Does it work?
Community Health Centers (CHC) are wonderful places. Marvels of efficiency, they deliver comprehensive primary care to underprivileged and frequently unappreciative patients at costs below any similar system of care. They have to. They have a dreadful payer mix, with large numbers of uninsured and almost no private pay patients. The Commonwealth Fund, which champions similar issues, recently cited a study in which CHCs were used as a laboratory to study interventions for three chronic diseases: hypertension, asthma, and diabetes. Chronic diseases have been described as the millstone that may sink healthcare initiatives being floated by various politicians, so any improvement in efficiency would be welcome news.
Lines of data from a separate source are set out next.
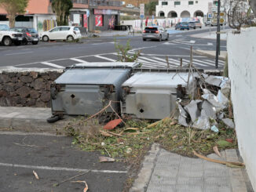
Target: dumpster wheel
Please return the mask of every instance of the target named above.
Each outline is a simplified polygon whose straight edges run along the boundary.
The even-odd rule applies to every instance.
[[[54,123],[60,119],[60,116],[58,114],[55,114],[55,115],[53,115],[52,117],[47,118],[47,122]]]

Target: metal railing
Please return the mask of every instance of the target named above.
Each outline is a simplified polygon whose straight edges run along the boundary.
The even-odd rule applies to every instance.
[[[109,0],[73,0],[73,3],[88,5],[90,2],[90,6],[121,6],[121,2]]]

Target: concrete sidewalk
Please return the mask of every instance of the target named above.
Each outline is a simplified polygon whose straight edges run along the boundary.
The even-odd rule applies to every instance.
[[[67,120],[49,124],[50,108],[0,107],[0,131],[56,132]],[[236,150],[221,152],[214,159],[239,161]],[[144,158],[137,179],[130,192],[253,191],[245,168],[229,168],[199,158],[182,157],[153,144]]]
[[[207,157],[229,161],[239,161],[236,150],[221,151]],[[142,168],[130,192],[197,192],[253,191],[246,169],[230,168],[200,158],[183,157],[152,147]]]

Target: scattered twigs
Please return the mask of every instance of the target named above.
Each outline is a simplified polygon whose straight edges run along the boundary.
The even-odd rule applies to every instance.
[[[79,174],[79,175],[76,175],[76,176],[72,176],[72,177],[71,177],[71,178],[68,178],[68,179],[65,179],[65,180],[63,180],[63,181],[58,183],[55,183],[55,184],[53,185],[53,187],[57,187],[57,186],[60,185],[60,184],[63,183],[65,183],[65,182],[67,182],[67,181],[69,181],[69,180],[71,180],[71,179],[75,179],[75,178],[76,178],[76,177],[79,177],[79,176],[83,176],[83,175],[86,175],[86,173],[90,172],[90,171],[91,171],[91,169],[89,169],[87,172],[85,172],[81,173],[81,174]]]
[[[88,185],[86,181],[71,181],[71,183],[83,183],[86,185],[86,187],[83,189],[83,192],[86,192],[88,190]]]
[[[243,163],[240,163],[240,162],[231,162],[231,161],[220,161],[220,160],[217,160],[217,159],[213,159],[213,158],[209,158],[207,157],[205,157],[203,155],[201,155],[198,153],[196,153],[195,150],[193,150],[193,154],[197,156],[199,158],[203,158],[204,160],[207,160],[208,161],[211,161],[211,162],[214,162],[214,163],[219,163],[219,164],[223,164],[223,165],[226,165],[227,166],[230,166],[230,167],[240,167],[240,168],[243,168],[245,166],[245,165]]]

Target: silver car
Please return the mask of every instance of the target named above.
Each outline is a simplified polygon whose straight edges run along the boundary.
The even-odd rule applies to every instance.
[[[159,42],[162,40],[168,40],[169,34],[167,31],[160,26],[148,26],[144,28],[142,32],[142,39],[156,39]]]

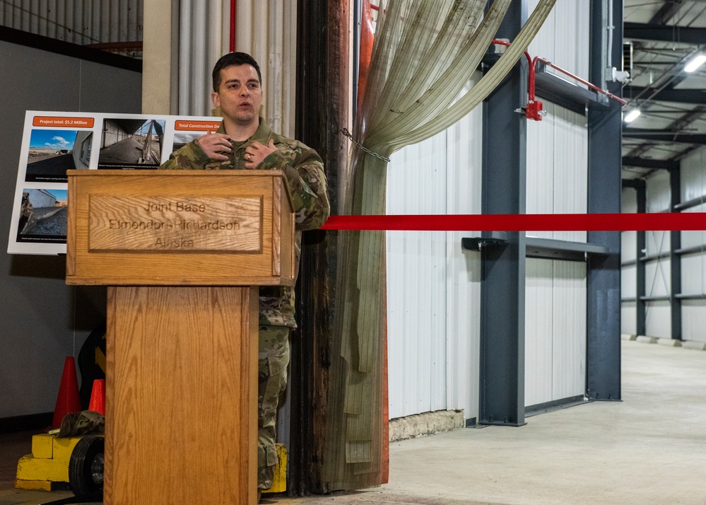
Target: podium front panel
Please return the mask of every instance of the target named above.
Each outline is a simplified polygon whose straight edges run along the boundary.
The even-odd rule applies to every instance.
[[[69,170],[66,282],[293,285],[280,170]]]

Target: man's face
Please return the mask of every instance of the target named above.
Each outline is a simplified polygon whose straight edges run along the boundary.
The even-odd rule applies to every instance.
[[[223,117],[242,126],[257,122],[262,103],[262,88],[252,65],[231,65],[220,70],[218,92],[211,93]]]

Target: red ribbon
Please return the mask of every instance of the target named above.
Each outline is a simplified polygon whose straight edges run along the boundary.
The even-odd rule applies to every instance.
[[[322,228],[420,231],[706,230],[706,212],[331,216]]]

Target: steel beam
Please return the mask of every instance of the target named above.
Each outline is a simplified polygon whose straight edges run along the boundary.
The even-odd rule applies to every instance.
[[[623,137],[626,139],[642,139],[655,142],[706,145],[706,134],[702,133],[679,133],[678,132],[668,132],[648,128],[624,128]]]
[[[514,39],[527,0],[512,2],[496,35]],[[513,112],[526,102],[527,67],[519,63],[483,104],[483,214],[524,214],[526,122]],[[487,233],[486,233],[487,234]],[[478,423],[524,424],[525,234],[481,251]]]
[[[592,0],[590,16],[589,80],[613,94],[622,94],[620,83],[604,83],[608,65],[604,47],[605,25],[602,0]],[[613,18],[623,18],[623,0],[613,0]],[[613,30],[611,59],[622,58],[622,23]],[[620,211],[621,109],[611,100],[610,108],[589,110],[588,211]],[[608,254],[589,258],[587,281],[587,395],[593,400],[620,399],[620,233],[590,231],[588,242],[604,245]]]
[[[694,103],[706,105],[706,92],[702,89],[663,89],[658,91],[655,89],[642,86],[625,86],[623,90],[625,97],[637,96],[641,99],[652,97],[651,100],[662,102],[675,102],[676,103]],[[688,112],[688,111],[684,111]]]

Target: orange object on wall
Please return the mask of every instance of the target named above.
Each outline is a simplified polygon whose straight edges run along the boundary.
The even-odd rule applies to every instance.
[[[375,37],[372,32],[372,10],[370,0],[363,2],[363,18],[360,20],[360,53],[358,74],[358,103],[363,102],[365,95],[365,85],[367,83],[367,74],[372,58],[372,42]]]

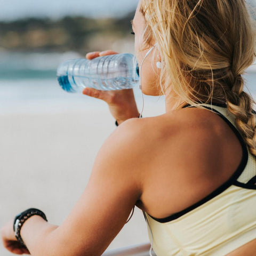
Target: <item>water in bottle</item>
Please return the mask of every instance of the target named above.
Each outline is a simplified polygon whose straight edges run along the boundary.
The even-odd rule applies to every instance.
[[[90,87],[101,90],[127,89],[139,83],[136,57],[130,53],[109,55],[91,60],[67,60],[57,70],[61,87],[69,92]]]

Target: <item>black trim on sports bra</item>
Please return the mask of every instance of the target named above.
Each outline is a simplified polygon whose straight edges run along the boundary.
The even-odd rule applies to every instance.
[[[225,104],[225,103],[223,103],[223,104],[221,104],[220,103],[214,103],[214,102],[212,102],[211,104],[209,104],[209,103],[198,103],[199,105],[202,105],[202,104],[207,104],[207,105],[212,105],[212,106],[216,106],[217,107],[221,107],[222,108],[227,108],[227,104]],[[188,107],[192,107],[191,106],[191,105],[190,105],[189,104],[187,104],[187,105],[185,106],[184,107],[182,107],[182,108],[187,108]],[[193,106],[193,107],[194,107]]]
[[[255,185],[256,183],[256,176],[252,178],[247,183],[249,185]]]
[[[212,104],[212,105],[213,105],[213,104]],[[188,106],[189,106],[190,105],[188,105]],[[183,107],[186,107],[186,106]],[[247,149],[246,145],[244,142],[243,138],[242,137],[240,133],[238,132],[238,130],[232,124],[232,123],[221,113],[220,113],[218,111],[211,107],[206,107],[205,106],[204,106],[203,107],[207,109],[213,111],[216,114],[218,114],[219,116],[221,117],[225,121],[225,122],[231,128],[232,131],[235,133],[236,137],[239,140],[239,141],[240,142],[240,144],[242,148],[243,154],[242,154],[242,160],[238,165],[238,167],[236,169],[236,171],[234,173],[232,176],[227,181],[226,181],[223,184],[220,186],[219,188],[218,188],[217,189],[215,189],[213,192],[212,192],[210,195],[206,196],[205,197],[200,200],[197,203],[196,203],[195,204],[191,205],[190,206],[189,206],[187,208],[186,208],[182,211],[174,213],[166,218],[158,219],[156,218],[154,218],[153,216],[151,216],[150,215],[148,214],[151,218],[152,218],[152,219],[158,221],[158,222],[165,223],[173,220],[175,220],[180,218],[180,217],[182,216],[183,215],[187,213],[188,212],[192,211],[193,210],[195,209],[196,208],[202,205],[202,204],[206,203],[207,202],[209,201],[210,200],[213,198],[214,197],[218,196],[218,195],[220,194],[221,193],[223,192],[225,190],[226,190],[227,188],[228,188],[231,185],[237,185],[238,182],[238,181],[237,181],[237,180],[239,178],[240,175],[242,174],[245,166],[246,166],[246,164],[248,161],[248,151]],[[190,107],[194,107],[191,106]],[[244,185],[243,183],[241,183],[241,184],[243,184],[243,186],[246,185]],[[242,187],[242,186],[240,186]],[[253,189],[255,189],[255,186]]]

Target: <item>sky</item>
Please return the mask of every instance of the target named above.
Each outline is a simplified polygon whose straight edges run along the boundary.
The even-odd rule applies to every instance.
[[[254,4],[256,0],[247,0]],[[0,21],[26,17],[81,15],[94,18],[121,17],[135,10],[139,0],[0,0]]]
[[[0,20],[26,17],[82,15],[95,18],[121,17],[135,10],[139,0],[0,0]]]

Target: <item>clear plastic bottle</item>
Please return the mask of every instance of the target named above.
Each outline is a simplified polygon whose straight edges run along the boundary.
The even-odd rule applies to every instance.
[[[69,92],[81,92],[85,87],[126,89],[139,83],[138,61],[130,53],[67,60],[58,68],[57,77],[61,87]]]

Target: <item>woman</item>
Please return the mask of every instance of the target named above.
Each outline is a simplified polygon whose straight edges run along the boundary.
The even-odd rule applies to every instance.
[[[33,255],[99,255],[137,205],[157,255],[255,255],[256,119],[241,76],[254,33],[245,1],[142,0],[132,23],[142,91],[164,94],[166,113],[131,118],[139,115],[131,91],[85,89],[124,123],[64,222],[38,212],[19,230],[20,216],[16,235]],[[2,229],[4,246],[28,253],[13,223]]]

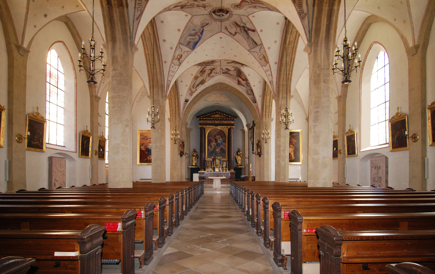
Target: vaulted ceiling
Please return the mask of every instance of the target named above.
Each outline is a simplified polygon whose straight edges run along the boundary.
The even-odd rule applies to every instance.
[[[239,90],[260,113],[264,85],[274,94],[277,92],[279,53],[287,18],[301,35],[297,42],[292,91],[297,89],[295,94],[299,96],[301,104],[308,108],[308,59],[303,49],[310,41],[314,0],[126,0],[131,41],[139,50],[134,56],[133,78],[141,83],[134,84],[140,87],[133,90],[134,103],[149,90],[140,37],[151,22],[155,24],[158,40],[154,42],[160,46],[161,53],[161,59],[155,61],[161,62],[163,68],[165,84],[162,92],[167,94],[172,86],[177,85],[181,115],[193,98],[219,82]],[[64,16],[71,20],[82,40],[90,37],[92,0],[6,1],[17,40],[31,50],[31,41],[38,32]],[[347,0],[348,37],[354,40],[364,20],[375,15],[393,26],[409,46],[415,44],[428,2]],[[342,1],[338,43],[344,36],[344,7]],[[104,44],[104,30],[98,0],[95,1],[94,17],[94,37]],[[147,41],[147,44],[152,42]]]

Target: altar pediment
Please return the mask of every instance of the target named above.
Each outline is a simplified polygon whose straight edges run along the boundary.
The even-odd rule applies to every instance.
[[[224,124],[225,125],[234,126],[234,121],[237,119],[237,116],[216,110],[198,115],[196,118],[199,121],[200,125]]]

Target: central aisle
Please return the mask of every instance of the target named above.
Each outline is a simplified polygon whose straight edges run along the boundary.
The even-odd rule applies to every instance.
[[[229,191],[204,192],[151,273],[274,273]]]

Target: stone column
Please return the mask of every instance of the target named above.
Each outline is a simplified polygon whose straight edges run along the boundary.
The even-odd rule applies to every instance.
[[[0,20],[6,42],[7,53],[7,159],[9,160],[9,180],[7,190],[14,192],[27,188],[26,142],[15,140],[20,133],[26,135],[26,94],[27,61],[30,51],[18,43],[13,22],[6,1],[0,1]],[[4,104],[4,103],[3,102]],[[35,106],[34,107],[36,107]],[[36,109],[35,109],[36,110]],[[45,116],[45,115],[43,115]]]
[[[151,130],[153,142],[153,159],[151,167],[151,181],[161,183],[166,181],[166,107],[167,97],[164,90],[161,54],[158,41],[158,36],[154,20],[152,20],[141,36],[147,62],[148,81],[150,87],[150,100],[151,104],[159,110],[161,117],[160,121]],[[154,41],[154,42],[153,42]],[[153,47],[154,44],[154,47]],[[179,157],[179,155],[178,156]],[[168,159],[168,160],[169,160]]]
[[[344,84],[343,84],[344,85]],[[346,87],[346,88],[347,86]],[[347,88],[341,88],[341,95],[335,97],[338,106],[338,150],[341,150],[341,154],[338,154],[338,178],[337,182],[340,184],[346,184],[345,177],[345,165],[346,164],[346,150],[345,148],[345,134],[347,131],[346,127],[346,101],[347,98]],[[331,137],[332,138],[332,137]],[[332,150],[331,150],[332,153]]]
[[[132,187],[131,77],[133,50],[135,45],[130,43],[127,2],[100,0],[100,3],[110,67],[108,70],[110,75],[109,106],[110,108],[109,117],[109,187]],[[135,48],[137,49],[137,47]],[[154,146],[153,148],[156,150],[156,148]]]
[[[199,167],[201,171],[205,170],[205,127],[199,126]]]
[[[90,87],[90,89],[91,90],[94,90],[95,89],[95,85],[88,84]],[[98,137],[100,136],[100,127],[98,126],[98,105],[100,103],[100,100],[101,97],[98,95],[94,95],[93,94],[90,95],[90,124],[89,125],[89,131],[92,134],[92,151],[90,154],[90,166],[92,167],[91,170],[91,179],[90,181],[90,185],[94,184],[98,184],[98,154],[96,155],[94,153],[94,151],[98,150]],[[105,104],[105,101],[104,102]],[[110,150],[109,150],[110,151]]]
[[[232,171],[234,170],[234,140],[233,131],[234,127],[228,128],[228,170]]]
[[[294,64],[294,59],[298,50],[299,34],[294,26],[286,20],[284,39],[281,43],[279,63],[277,78],[276,95],[274,99],[276,107],[275,117],[275,180],[288,181],[288,129],[280,124],[281,110],[287,105],[290,107],[291,99],[291,76]],[[287,57],[286,58],[286,54]],[[271,106],[270,107],[271,109]],[[270,117],[270,116],[269,116]]]
[[[332,73],[339,1],[314,2],[308,54],[308,186],[332,187]]]

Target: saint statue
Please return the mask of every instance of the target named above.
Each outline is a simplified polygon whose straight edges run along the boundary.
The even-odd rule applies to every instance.
[[[261,155],[261,142],[259,139],[257,142],[257,154],[258,155]]]
[[[236,154],[234,155],[234,157],[236,157],[236,162],[237,164],[236,165],[237,167],[240,167],[242,165],[242,157],[243,154],[242,154],[242,152],[240,150],[240,148],[237,149],[237,152],[236,152]]]
[[[193,149],[193,151],[192,151],[192,166],[196,167],[198,164],[198,158],[199,158],[199,156],[198,155],[198,153],[196,152],[196,149]]]

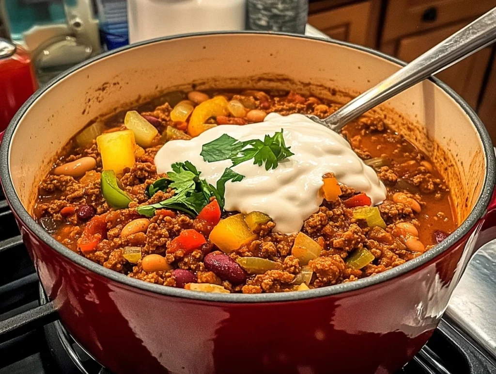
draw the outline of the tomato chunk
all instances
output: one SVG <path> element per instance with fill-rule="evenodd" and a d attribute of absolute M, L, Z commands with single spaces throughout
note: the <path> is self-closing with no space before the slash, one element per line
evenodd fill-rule
<path fill-rule="evenodd" d="M 356 207 L 363 207 L 365 205 L 370 206 L 371 204 L 372 204 L 372 201 L 365 194 L 359 194 L 345 200 L 343 203 L 346 208 L 355 208 Z"/>
<path fill-rule="evenodd" d="M 104 217 L 95 216 L 84 226 L 77 246 L 83 253 L 95 250 L 107 235 L 107 222 Z"/>
<path fill-rule="evenodd" d="M 220 221 L 220 207 L 217 200 L 209 203 L 201 210 L 201 212 L 196 217 L 198 220 L 203 220 L 215 226 Z"/>
<path fill-rule="evenodd" d="M 179 249 L 185 254 L 191 253 L 207 242 L 205 236 L 193 228 L 183 230 L 179 236 L 174 238 L 167 248 L 167 253 L 172 253 Z"/>

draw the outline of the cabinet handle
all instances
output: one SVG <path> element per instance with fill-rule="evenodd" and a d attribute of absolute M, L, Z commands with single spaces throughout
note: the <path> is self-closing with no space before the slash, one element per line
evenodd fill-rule
<path fill-rule="evenodd" d="M 424 22 L 435 22 L 437 19 L 437 8 L 433 6 L 426 9 L 422 14 L 422 21 Z"/>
And the answer is, yes. At least for diabetes and asthma, holding pep rallies at the CHC did improve the “quality” of care. Here, “quality” was defined as conformance to prescribed standards (foot exams for diabetics, etc.). Gains were small, about 5% improvement. And the bad news is that it didn’t make any difference in the cost of caring for patients with these conditions. They had the same number of ER visits and hospital admissions. How come? It should have worked? Several possibilities:
1. It takes time. This was a short term look at an intervention that will take years to bear fruit.
2. The gains were too small to produce any visible impact. It’s also not clear what the start and end points were. Moving from 75% to 80% conformance isn’t likely to do much for outcomes.
3. We’re wrong. Doing foot exams for diabetic patients, etc. really doesn’t improve their disease process enough to show any decrease in future healthcare needs. Time to look at basic assumptions.
Studies like this have implications for Pay for Performance programs. If we’re going to pay providers to conform to our concepts of “quality,” we should anticipate some economic payback. Show me the money.